There’s excitement in Cummins’ tone when she speaks. Guns ‘N Hoses isn’t just your average promotion. As a police officer, she knows the storied history and importance of an event like this. On Wednesday, Nov. 22, thousands will be in the stands watching from the Scottrade Center in St. Louis.
“Guns ‘N Hoses hold fights all across the U.S. And every year, the day before Thanksgiving, they do boxing and MMA fights, and it’s always police versus firefighters,” explained Cummins. “It’s to raise money for ‘Backstoppers,’ which is an amazing organization that raises money for the families of fallen first-responders. They’ve been doing this for 31 years.
“It’s always been my dream to fight for this event and represent my police department and the thin blue line. And I’ve never been able to, because it’s always been an amateur boxing and MMA event and I turned pro before I became a police officer. This year, they announced for the first time they’ll have pro fights, so immediately I contacted the promoter and said [to] please get me a fight.”
The thin blue line is a term used to represent the fragile ground police officers walk on a daily basis. They risk their lives to protect the community. Sacrifices are made by officers, and unfortunately too many come at the cost of their own lives. As a seven-year police veteran, Cummins has walked this line and recently lost a fellow brother in arms. This fight will be for him, as well as the many others who have fallen.
“For the seven years I’ve been a police officer, I always go into my fights saying I fight to represent all my brothers and sisters in blue and my fallen brothers and sisters in blue,” said Cummins. “Last year, officer Blake Snyder of my police department was shot and killed in the line of duty, and I was able to honor him in my Invicta fight this past March. It was very important for me to be able to do that for Blake and his family and my department. I wanted everyone to know he was a hero. And now, [it’s very important for me] to fight for a promotion where 100 percent of the purpose and the cause of this promotion is to represent all the first-responders, just like Blake, who gave the ultimate sacrifice to keep the public safe.”

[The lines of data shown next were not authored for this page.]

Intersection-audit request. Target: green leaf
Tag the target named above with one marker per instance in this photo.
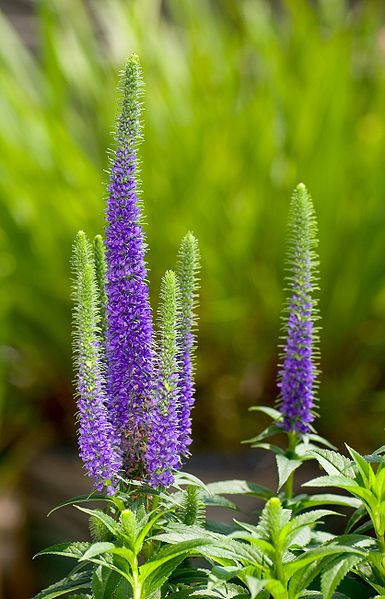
(286, 467)
(239, 487)
(96, 549)
(219, 501)
(333, 481)
(74, 550)
(359, 513)
(129, 525)
(291, 530)
(334, 573)
(166, 554)
(109, 522)
(364, 468)
(105, 583)
(81, 499)
(334, 463)
(67, 585)
(272, 412)
(270, 431)
(328, 499)
(316, 554)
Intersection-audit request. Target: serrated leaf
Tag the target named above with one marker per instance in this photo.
(167, 553)
(357, 515)
(333, 463)
(73, 550)
(271, 412)
(286, 467)
(276, 589)
(269, 447)
(334, 573)
(104, 583)
(239, 487)
(316, 554)
(219, 501)
(363, 466)
(109, 522)
(321, 441)
(330, 499)
(332, 481)
(80, 499)
(129, 525)
(67, 585)
(270, 431)
(96, 549)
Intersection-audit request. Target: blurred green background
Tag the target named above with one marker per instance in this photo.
(244, 99)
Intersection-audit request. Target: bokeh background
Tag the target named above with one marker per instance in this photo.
(244, 99)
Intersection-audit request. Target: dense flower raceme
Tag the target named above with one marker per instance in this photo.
(135, 391)
(96, 436)
(297, 377)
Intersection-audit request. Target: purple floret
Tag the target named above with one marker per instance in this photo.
(96, 434)
(187, 391)
(297, 377)
(298, 371)
(129, 318)
(162, 455)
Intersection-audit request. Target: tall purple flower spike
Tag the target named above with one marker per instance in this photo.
(162, 456)
(188, 270)
(297, 377)
(97, 447)
(129, 342)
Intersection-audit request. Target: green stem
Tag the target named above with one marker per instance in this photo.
(136, 584)
(292, 444)
(279, 570)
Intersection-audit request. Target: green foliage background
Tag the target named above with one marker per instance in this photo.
(243, 100)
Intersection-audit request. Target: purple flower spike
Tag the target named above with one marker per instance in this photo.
(129, 342)
(188, 269)
(96, 435)
(297, 377)
(162, 457)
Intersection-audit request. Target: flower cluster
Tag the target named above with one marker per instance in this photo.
(297, 377)
(135, 387)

Public safety is the focus of Cummins and her fellow officers in the St. Louis Police Department on a daily basis. There have been insurmountable gains made not just in the safety of citizens, but in the relationships between citizens and officers. Turn on the cable news these past few years and you might find that statement surprising, but Cummins is setting the record straight on any negative perceptions the media tries to make.
“I think from the media, they give St. Louis sort of a bad rap with the relationship between the community and the police,” said Cummins. “They say it’s not well, and I honestly don’t agree with a lot of it. I think ever since Ferguson, the community and police relations have gotten so much better. I’ve seen so many positive things within the community between the police and everyone else.

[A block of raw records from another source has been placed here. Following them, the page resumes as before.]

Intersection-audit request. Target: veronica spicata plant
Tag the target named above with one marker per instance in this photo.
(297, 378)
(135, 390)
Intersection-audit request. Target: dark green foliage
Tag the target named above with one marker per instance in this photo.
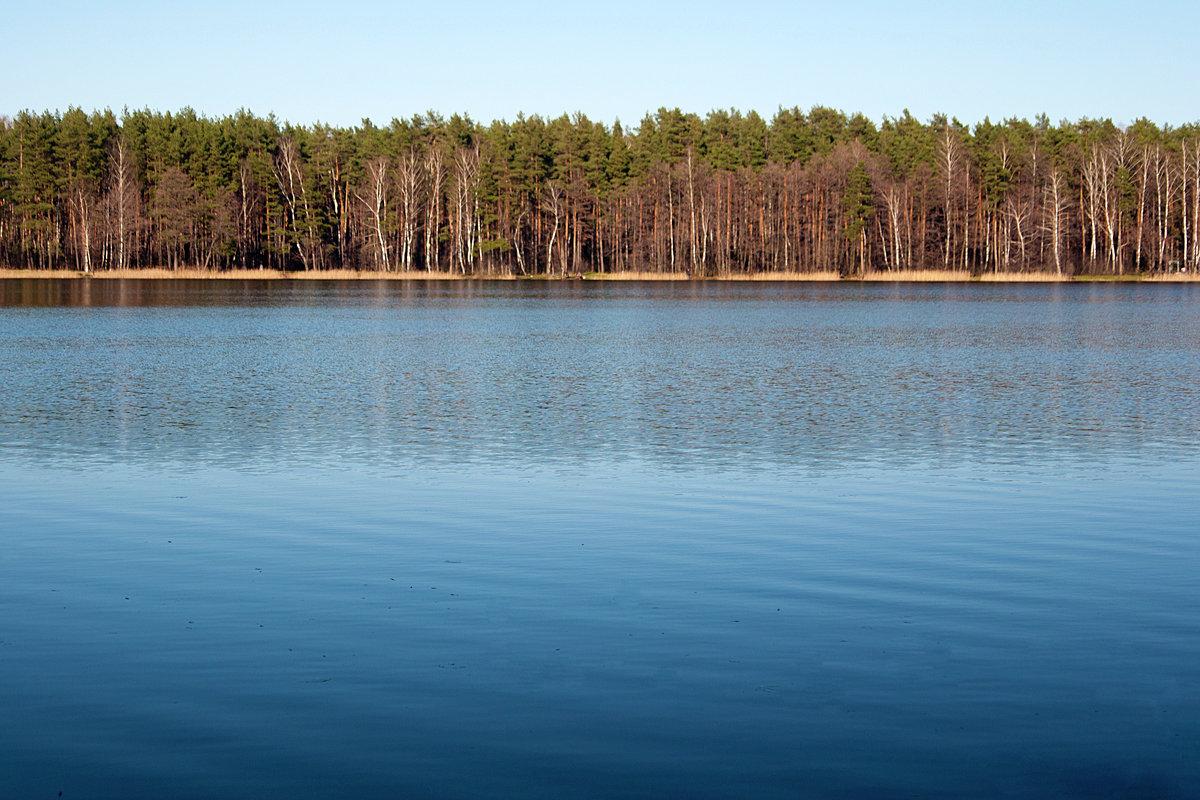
(726, 192)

“I think every year it’s gotten better and we’re all coming together. It’s frustrating, but that’s the world we live in, where the media has their own agenda. And I’m really proud of my city and my department. How much we’ve done together as a whole and to have a positive influence on kids at a young age, so they grow up knowing they can come for help and not be afraid and know we’ll always be there to help.”
Renewed optimism is a reason Guns ‘N Hoses is looking to have its biggest event in 31 years. The community is rallying around the first-responders on the card. The chance to fight for a big show and under bright lights is just an added bonus for a fighter like Cummins.